Location
- Secondary: 2600 Ave. A Fort Madison, IA 52627 Elementary and West Point EC: 413 Ave C West Point, IA 52656 Fort Madison EC: 2213 Avenue J Fort Madison, Iowa 52627 United States
- 40°38′12″N 91°20′34″W﻿ / ﻿40.63667°N 91.34278°W

Information
- Type: Private, Coeducational
- Motto: "Develop the total person spiritually, mentally, socially and physically to be a successful contributing member of our society in the Catholic tradition."
- Religious affiliation: Roman Catholic
- Established: 2005
- Grades: PreK–12
- Colors: Royal Blue and Silver
- Athletics conference: Southeast Iowa Superconference; South Division
- Mascot: Crusaders
- Affiliation(s): (Boys' sports) IHSAA and (Girls' Sports) IGHSAU
- Website: http://holytrinityschools.org

= Holy Trinity Catholic Schools =

Holy Trinity Catholic Schools is a PK-12 Roman Catholic school headquartered in Fort Madison, Iowa, with campuses in Fort Madison and West Point. Fort Madison has the secondary school campus and one early childhood campus, while West Point has the elementary school and an early childhood center on another campus. The school system is located in the Roman Catholic Diocese of Davenport.

==History==
Holy Trinity Catholic School was created in July 2005 with the merging of the Marquette Catholic School System from the West Point Area and the Aquinas Catholic Schools from the Fort Madison Area. The Marquette building was chosen for junior high school while the Aquinas building was chosen for senior high school. At the time 131 students were at the secondary level in Aquinas. The merger was due to increasing costs and the declining population of Lee County, the latter of which meant reduced numbers of pupils. The school received a different set of school colors and mascot, and the school administration allowed parents and students to have a say.

In 2006 Cardinal Stritch High School of Keokuk merged into Holy Trinity High School.

Principal Doris Turner, the first principal since the consolidation, retired in 2011.

In 2017 the school scheduled a renovation of the high school area, refurbishing the electrical systems and installing solar panels.

A new elementary school building in West Point was completed in 2019.

Previously a preschool was in St.

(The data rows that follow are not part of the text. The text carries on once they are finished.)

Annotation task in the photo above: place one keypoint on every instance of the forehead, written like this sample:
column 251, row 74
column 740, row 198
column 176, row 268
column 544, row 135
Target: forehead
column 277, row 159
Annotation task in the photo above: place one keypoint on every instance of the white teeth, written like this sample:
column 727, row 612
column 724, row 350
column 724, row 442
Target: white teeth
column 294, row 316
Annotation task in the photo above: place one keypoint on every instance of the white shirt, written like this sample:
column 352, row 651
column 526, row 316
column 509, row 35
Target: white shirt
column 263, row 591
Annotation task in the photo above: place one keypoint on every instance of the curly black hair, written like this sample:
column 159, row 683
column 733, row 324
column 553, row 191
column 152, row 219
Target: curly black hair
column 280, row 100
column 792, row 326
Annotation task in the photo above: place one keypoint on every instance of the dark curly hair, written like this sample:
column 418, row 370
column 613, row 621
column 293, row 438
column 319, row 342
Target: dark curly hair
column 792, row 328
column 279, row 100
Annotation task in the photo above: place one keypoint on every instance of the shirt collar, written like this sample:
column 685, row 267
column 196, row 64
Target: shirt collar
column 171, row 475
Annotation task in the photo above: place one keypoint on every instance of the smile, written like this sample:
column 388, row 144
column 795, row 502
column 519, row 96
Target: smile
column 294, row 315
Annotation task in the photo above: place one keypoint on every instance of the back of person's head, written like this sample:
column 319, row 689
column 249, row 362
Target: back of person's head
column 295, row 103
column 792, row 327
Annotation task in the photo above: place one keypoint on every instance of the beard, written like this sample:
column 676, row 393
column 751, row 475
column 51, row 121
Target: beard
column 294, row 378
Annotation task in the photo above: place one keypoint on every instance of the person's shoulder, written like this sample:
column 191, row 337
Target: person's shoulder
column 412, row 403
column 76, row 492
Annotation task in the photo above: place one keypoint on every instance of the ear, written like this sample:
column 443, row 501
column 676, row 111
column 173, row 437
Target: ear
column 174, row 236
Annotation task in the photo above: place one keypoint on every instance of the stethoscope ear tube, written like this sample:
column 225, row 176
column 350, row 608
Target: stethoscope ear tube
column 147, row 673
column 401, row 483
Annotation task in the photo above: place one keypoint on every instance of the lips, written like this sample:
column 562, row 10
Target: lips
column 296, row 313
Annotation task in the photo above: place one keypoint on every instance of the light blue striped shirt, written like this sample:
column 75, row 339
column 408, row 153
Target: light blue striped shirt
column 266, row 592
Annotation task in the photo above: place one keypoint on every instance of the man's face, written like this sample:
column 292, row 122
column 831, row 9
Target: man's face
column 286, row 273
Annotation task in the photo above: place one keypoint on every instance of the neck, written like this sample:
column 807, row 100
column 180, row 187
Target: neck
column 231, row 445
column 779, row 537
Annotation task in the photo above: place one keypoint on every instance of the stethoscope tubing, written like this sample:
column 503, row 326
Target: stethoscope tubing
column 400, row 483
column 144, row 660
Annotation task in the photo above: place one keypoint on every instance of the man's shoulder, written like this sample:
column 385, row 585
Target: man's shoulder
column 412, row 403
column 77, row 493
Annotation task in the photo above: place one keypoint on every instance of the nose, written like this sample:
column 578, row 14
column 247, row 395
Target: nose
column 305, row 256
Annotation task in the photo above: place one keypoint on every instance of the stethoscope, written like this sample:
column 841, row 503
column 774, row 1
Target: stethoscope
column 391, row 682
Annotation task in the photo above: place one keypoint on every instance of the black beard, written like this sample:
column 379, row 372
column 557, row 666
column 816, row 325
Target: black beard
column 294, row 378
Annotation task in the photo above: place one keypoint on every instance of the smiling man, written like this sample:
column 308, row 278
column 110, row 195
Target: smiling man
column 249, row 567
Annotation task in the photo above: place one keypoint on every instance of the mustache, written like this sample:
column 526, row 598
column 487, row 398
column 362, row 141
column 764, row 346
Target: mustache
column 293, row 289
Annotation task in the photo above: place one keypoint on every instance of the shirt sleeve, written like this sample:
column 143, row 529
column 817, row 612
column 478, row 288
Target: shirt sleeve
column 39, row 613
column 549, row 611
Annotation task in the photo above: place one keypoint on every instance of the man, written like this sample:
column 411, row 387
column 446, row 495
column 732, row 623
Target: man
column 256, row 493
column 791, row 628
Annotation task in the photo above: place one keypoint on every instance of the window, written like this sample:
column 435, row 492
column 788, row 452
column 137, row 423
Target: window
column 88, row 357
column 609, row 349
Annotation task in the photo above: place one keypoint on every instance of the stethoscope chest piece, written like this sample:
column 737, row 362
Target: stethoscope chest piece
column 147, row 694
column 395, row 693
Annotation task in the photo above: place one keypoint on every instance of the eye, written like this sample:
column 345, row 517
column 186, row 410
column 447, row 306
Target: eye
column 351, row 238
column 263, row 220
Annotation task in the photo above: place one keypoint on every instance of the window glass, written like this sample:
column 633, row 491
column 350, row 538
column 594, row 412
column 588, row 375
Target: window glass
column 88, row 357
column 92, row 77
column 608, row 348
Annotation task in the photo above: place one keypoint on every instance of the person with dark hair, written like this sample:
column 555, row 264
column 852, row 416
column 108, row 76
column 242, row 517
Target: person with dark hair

Paul.

==Athletics==
The Crusaders compete in the Southeast Iowa Superconference (South Division), in the following sports:

- Boys' & Girls' Cross country
- Girls' Volleyball
- Boys' & Girls' Basketball
- Boys' & Girls' Golf
- Girls' Softball

The Crusaders send their athletes to Fort Madison to compete in the Southeast Conference in the following sport(s):

- Boys' Baseball
- Boys' & Girls' Wrestling
- Boys' & Girls' Track and field
- Boys' & Girls' Soccer
- Boys' & Girls' Tennis

The Crusaders send their athletes to Keokuk to compete in the Southeast Conference in the following sport(s):

- Boys' & Girls' Bowling
The Crusaders send their athletes to Burlington to compete in the Southeast Conference in the following sport(s):
- Boys' & Girls' Swimming
For American Football, the Crusaders send their athletes to Central Lee to compete in Iowa Class 2A District 6 (As of 2025).